5. The system (110) as claimed in claim 3, wherein the memory (204) comprises processor-executable instructions, which on execution, cause the one or more processors (202) to determine a set of logistical constraints associated with the orders and estimate the optimized dispatch plan based on the set of logistical constraints.

6. The system (110) as claimed in claim 5, wherein the set of logical constraints comprises at least one of: product availability, service level agreements, vendor quota, vendor capacity, packaging compatibility, dangerous item, and fragile item.
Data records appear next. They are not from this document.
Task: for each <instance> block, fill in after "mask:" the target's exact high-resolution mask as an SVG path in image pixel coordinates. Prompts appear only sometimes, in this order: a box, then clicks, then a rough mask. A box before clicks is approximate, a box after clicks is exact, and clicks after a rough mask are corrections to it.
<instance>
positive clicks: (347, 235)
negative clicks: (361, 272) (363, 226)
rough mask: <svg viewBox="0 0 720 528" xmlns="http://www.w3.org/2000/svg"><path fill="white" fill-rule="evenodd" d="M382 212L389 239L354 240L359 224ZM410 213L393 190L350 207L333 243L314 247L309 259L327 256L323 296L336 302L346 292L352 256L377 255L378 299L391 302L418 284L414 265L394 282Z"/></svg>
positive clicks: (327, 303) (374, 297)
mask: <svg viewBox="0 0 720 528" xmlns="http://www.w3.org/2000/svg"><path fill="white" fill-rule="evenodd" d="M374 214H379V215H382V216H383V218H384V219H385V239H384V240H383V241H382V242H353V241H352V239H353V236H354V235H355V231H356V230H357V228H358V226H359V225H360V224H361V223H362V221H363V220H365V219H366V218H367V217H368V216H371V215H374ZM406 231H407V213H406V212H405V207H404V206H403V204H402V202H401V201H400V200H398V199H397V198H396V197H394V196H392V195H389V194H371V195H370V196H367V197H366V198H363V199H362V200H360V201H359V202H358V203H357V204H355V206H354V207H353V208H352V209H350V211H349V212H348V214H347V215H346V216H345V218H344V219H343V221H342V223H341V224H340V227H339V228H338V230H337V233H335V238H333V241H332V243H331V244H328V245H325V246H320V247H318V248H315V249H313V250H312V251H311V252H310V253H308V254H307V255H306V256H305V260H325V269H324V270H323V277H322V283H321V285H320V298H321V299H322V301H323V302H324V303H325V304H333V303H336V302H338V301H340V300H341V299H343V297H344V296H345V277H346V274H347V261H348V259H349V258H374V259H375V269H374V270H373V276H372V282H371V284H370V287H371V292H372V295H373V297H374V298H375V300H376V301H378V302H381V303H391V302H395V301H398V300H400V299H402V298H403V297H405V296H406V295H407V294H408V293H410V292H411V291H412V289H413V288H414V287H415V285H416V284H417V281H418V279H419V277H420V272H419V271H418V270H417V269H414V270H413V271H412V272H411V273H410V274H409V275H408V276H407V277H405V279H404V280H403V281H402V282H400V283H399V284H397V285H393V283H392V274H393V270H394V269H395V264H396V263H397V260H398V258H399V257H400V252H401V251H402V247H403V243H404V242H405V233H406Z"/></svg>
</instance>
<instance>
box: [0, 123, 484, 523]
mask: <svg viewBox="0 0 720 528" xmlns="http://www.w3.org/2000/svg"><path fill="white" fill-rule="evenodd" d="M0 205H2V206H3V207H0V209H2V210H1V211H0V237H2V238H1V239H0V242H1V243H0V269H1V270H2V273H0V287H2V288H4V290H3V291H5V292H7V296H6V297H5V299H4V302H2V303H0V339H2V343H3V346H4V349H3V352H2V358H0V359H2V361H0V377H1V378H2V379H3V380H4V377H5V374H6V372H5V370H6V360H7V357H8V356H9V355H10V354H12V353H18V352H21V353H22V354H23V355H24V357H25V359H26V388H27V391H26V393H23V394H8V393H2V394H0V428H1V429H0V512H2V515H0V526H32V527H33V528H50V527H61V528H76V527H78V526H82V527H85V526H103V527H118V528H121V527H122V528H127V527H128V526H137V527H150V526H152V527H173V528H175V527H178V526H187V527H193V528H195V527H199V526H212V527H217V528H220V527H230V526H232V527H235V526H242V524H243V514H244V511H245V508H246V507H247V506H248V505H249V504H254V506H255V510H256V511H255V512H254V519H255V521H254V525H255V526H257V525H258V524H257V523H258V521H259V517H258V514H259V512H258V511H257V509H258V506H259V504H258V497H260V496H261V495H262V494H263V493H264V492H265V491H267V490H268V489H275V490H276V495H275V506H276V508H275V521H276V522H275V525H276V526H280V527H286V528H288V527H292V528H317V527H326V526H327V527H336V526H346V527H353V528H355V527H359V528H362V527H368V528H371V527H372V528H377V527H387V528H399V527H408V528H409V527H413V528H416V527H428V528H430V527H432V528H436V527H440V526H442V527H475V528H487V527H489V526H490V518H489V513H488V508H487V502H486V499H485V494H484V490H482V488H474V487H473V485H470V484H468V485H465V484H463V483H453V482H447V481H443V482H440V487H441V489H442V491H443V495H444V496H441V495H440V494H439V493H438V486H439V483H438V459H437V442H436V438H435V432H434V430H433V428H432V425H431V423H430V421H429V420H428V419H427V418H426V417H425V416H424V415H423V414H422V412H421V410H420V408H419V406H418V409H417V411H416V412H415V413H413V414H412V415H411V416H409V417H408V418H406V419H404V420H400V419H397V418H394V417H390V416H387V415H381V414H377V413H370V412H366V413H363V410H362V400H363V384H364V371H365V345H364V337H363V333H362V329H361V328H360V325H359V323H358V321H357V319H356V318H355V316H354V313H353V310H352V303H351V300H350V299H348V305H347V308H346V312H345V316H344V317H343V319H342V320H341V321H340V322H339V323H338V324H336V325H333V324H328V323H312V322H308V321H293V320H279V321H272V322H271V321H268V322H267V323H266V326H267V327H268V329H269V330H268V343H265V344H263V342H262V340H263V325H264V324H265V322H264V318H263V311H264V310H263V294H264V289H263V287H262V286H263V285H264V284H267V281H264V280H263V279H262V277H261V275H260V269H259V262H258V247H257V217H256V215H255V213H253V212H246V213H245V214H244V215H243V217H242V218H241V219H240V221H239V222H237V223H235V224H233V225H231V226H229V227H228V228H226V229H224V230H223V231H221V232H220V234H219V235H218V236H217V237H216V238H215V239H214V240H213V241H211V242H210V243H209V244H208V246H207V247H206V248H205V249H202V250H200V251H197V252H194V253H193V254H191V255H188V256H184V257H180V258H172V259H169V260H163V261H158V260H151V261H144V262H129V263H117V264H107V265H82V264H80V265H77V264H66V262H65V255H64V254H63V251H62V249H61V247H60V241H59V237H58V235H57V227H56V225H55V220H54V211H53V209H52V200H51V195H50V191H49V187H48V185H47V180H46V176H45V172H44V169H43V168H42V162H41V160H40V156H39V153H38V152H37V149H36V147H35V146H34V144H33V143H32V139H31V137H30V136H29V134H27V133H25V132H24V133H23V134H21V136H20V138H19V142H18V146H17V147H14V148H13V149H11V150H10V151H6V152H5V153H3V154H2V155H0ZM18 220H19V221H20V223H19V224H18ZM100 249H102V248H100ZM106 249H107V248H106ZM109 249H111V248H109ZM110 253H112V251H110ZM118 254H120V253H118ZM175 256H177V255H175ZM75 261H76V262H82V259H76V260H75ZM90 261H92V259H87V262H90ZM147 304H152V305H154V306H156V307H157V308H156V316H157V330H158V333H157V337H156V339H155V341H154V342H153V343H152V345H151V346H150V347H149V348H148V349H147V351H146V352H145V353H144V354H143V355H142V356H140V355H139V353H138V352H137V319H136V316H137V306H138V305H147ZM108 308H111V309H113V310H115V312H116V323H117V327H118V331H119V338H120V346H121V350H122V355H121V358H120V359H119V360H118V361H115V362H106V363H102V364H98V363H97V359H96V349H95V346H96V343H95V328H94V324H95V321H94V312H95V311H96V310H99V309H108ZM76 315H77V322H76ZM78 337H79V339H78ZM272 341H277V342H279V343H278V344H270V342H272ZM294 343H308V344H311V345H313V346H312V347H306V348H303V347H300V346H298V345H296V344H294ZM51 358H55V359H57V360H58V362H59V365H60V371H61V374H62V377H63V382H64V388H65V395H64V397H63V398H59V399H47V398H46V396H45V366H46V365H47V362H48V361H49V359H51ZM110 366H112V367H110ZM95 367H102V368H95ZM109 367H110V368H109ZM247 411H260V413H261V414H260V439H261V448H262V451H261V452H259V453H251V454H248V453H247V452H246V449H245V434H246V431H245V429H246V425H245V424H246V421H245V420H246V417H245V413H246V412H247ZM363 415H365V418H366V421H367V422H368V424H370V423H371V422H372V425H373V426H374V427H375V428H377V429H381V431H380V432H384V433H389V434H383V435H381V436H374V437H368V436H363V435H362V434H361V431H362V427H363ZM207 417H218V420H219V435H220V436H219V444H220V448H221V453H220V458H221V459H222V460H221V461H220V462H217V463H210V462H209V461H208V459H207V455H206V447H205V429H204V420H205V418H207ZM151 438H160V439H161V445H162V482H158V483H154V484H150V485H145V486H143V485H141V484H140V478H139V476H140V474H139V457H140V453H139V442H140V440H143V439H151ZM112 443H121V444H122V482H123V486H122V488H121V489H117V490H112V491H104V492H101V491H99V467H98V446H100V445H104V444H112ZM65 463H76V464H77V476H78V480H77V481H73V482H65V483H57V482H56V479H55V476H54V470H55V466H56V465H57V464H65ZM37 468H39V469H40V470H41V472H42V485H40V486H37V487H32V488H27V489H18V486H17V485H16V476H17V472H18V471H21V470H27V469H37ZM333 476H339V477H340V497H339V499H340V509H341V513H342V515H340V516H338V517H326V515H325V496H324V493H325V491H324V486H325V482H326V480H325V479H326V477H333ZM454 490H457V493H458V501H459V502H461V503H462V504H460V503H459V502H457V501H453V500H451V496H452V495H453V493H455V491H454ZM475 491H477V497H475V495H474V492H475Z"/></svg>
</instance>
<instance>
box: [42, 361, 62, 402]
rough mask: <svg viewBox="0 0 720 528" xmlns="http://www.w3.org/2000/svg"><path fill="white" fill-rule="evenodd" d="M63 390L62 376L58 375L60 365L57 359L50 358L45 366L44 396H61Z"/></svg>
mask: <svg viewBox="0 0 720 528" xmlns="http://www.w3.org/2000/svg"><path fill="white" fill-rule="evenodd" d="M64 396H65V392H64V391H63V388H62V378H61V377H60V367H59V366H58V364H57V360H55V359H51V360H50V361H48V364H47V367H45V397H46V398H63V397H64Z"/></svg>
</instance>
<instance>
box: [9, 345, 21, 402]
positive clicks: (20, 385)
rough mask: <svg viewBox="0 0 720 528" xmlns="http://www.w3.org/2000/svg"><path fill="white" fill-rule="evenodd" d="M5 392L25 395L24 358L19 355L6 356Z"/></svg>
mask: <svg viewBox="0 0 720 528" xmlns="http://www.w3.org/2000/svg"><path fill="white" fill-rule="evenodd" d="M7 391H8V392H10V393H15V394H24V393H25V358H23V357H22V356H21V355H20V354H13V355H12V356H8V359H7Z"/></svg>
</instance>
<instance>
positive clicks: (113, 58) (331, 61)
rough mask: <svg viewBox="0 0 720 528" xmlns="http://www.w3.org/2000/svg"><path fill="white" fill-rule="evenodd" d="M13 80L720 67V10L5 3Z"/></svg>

7. A method (500) for estimating an optimized dispatch plan for a retail network, said method (500) comprising:
receiving (502), by one or more processors (202), a product order from a customer through a user interface of a computing device (104);
predicting (504), by the one or more processors (202), a repeat propensity score associated with the customer for making another order;
determining (516), by the one or more processors (202), dispatch constraints associated with the product order; and
estimating, by the one or more processors (202), the optimized dispatch plan based at least on the predicted repeat propensity score and the determined dispatch constraints.
8. The method (500) as claimed in claim 7, comprising waiting (510), by the one or more processors (202), for a predetermined time for the customer to make another order if the predicted repeat propensity score is more than a predetermined threshold.
9. The method (500) as claimed in claim 7, comprising dispatching, by the one or more processors (202), products together when there are no dispatch constraints associated with the product order.
10. The method (500) as claimed in claim 7, comprising dispatching, by the one or more processors (202), products separately when there are dispatch constraints associated with the product order.
11. A user equipment (104), comprising:
one or more processors; and
a memory coupled to the one or more processors, wherein the memory includes processor-executable instructions, which on execution, cause the one or more processors to:
transmit one or more product orders to a system to enable the system to process the one or more product orders and allocate an optimized dispatch plan, wherein the optimized dispatch plan is transmitted to another user equipment for execution.